According to the British channel "iNews", Iraq has been declared as the most landmine-contaminated country in the world, with removal efforts still lagging for decades. As of the end of 2021, 1,733 square kilometers of Iraqi land was reported as contaminated with landmines. The data was released on the occasion of the 20th anniversary of the Iraq war by the Landmine and Cluster Munition Observatory and the Mine Action Newsletter.
The British charity, MAG, which has 800 staff in Iraq alone, stated that years of conflict since the 1980s have left Iraq rife with landmines and unexploded bombs.
MAG's CEO, Darren Cormack, was quoted as saying, "We have been working in Iraq since 1992, and I have seen firsthand the ongoing impact of landmine pollution resulting from multiple conflicts, including the 2003 invasion."
Cormack also pointed to the Iran-Iraq War from 1980 to 1988, the 1991 Gulf War, internal conflicts, and the 2003 invasion, all of which contributed to making Iraq the most landmine-contaminated country in the world. He added that "ISIS's occupation of large areas, starting in 2014, has led to a worsening of the extensive pollution of primitive landmines and other explosive materials."

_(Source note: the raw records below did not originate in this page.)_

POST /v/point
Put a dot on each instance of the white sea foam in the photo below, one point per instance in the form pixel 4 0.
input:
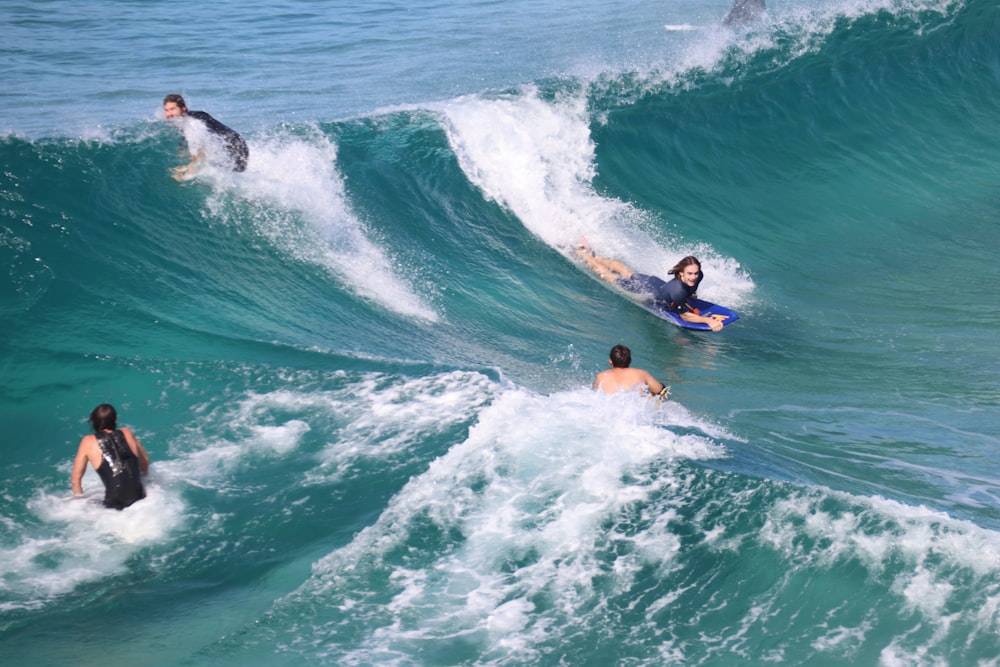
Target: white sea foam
pixel 299 204
pixel 536 158
pixel 534 497
pixel 79 541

Cormack warned that children are often the victims of explosives, and that landmines continue to claim "lives and limbs" in Iraq.
The spread of these deadly landmines is hindering Iraq's recovery after the war, and Cormack explained that "the problem of landmines also hinders development and prevents displaced persons from returning to their homes, frustrating reconstruction efforts after the conflict." He concluded that "it is a problem that will take decades to resolve."
The report also noted that relief workers in Iraq have warned that the country is still in crisis 20 years after the US-led invasion, with about a third of the country living in poverty. The charity Save the Children was quoted as saying that children are forced to work and marry to finance their education.